# Monitoring DataHub

Monitoring DataHub's system components is critical for operating and improving DataHub. This doc explains how to add
tracing and metrics measurements in the DataHub containers.

## Tracing

Traces let us track the life of a request across multiple components. Each trace is consisted of multiple spans, which
are units of work, containing various context about the work being done as well as time taken to finish the work. By
looking at the trace, we can more easily identify performance bottlenecks.

We enable tracing by using the [OpenTelemetry java instrumentation library](https://github.com/open-telemetry/opentelemetry-java-instrumentation).
This project provides a Java agent JAR that is attached to java applications.
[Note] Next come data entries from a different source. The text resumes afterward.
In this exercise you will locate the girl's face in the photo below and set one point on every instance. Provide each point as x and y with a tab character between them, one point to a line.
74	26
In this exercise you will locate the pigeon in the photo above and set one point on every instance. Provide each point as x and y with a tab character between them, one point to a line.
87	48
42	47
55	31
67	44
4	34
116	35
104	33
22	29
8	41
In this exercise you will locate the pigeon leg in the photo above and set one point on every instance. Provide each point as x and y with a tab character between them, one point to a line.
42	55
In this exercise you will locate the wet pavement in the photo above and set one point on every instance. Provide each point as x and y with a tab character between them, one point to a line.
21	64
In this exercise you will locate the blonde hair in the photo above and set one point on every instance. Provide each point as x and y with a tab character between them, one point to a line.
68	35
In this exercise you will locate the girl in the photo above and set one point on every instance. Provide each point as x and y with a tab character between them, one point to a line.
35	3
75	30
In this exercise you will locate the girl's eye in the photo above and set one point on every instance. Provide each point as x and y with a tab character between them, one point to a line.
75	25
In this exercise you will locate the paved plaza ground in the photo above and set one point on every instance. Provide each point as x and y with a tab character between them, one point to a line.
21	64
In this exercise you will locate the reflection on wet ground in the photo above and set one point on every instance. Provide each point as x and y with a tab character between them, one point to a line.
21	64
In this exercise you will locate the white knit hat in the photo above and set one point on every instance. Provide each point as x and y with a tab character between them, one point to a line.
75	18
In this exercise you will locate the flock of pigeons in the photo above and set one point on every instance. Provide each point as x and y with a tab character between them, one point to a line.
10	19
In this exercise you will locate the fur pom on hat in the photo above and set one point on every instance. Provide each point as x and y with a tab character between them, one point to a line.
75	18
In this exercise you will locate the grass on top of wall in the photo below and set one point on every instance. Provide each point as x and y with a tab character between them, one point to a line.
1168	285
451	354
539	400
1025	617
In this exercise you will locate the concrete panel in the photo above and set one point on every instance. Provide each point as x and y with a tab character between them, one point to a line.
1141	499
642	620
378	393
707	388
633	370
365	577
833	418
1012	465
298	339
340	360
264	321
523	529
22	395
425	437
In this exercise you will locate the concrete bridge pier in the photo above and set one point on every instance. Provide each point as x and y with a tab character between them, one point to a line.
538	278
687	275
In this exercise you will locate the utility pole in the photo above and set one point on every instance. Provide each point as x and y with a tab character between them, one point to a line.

The agent injects bytecode to capture
telemetry from popular libraries.

Using the agent we are able to

1. Plug and play different tracing tools based on the user's setup: Jaeger, Zipkin, or other tools
2. Get traces for Kafka, JDBC, and Elasticsearch without any additional code
3. Track traces of any function with a simple `@WithSpan` annotation

You can enable the agent by setting env variable `ENABLE_OTEL` to `true` for GMS and MAE/MCE consumers. In our
example [docker-compose](../../docker/monitoring/docker-compose.monitoring.yml), we export metrics to a local Jaeger
instance by setting env variable `OTEL_TRACES_EXPORTER` to `jaeger`
and `OTEL_EXPORTER_JAEGER_ENDPOINT` to `http://jaeger-all-in-one:14250`, but you can easily change this behavior by
setting the correct env variables. Refer to
this [doc](https://github.com/open-telemetry/opentelemetry-java/blob/main/sdk-extensions/autoconfigure/README.md) for
all configs.

Once the above is set up, you should be able to see a detailed trace as a request is sent to GMS. We added
the `@WithSpan` annotation in various places to make the trace more readable. You should start to see traces in the
tracing collector of choice. Our example [docker-compose](../../docker/monitoring/docker-compose.monitoring.yml) deploys
an instance of Jaeger with port 16686. The traces should be available at http://localhost:16686.

### Configuration Note

We recommend using either `grpc` or `http/protobuf`, configured using `OTEL_EXPORTER_OTLP_PROTOCOL`. Avoid using `http` will not work as expected due to the size of
the generated spans.

## Metrics

With tracing, we can observe how a request flows through our system into the persistence layer. However, for a more
holistic picture, we need to be able to export metrics and measure them across time. Unfortunately, OpenTelemetry's java
metrics library is still in active development.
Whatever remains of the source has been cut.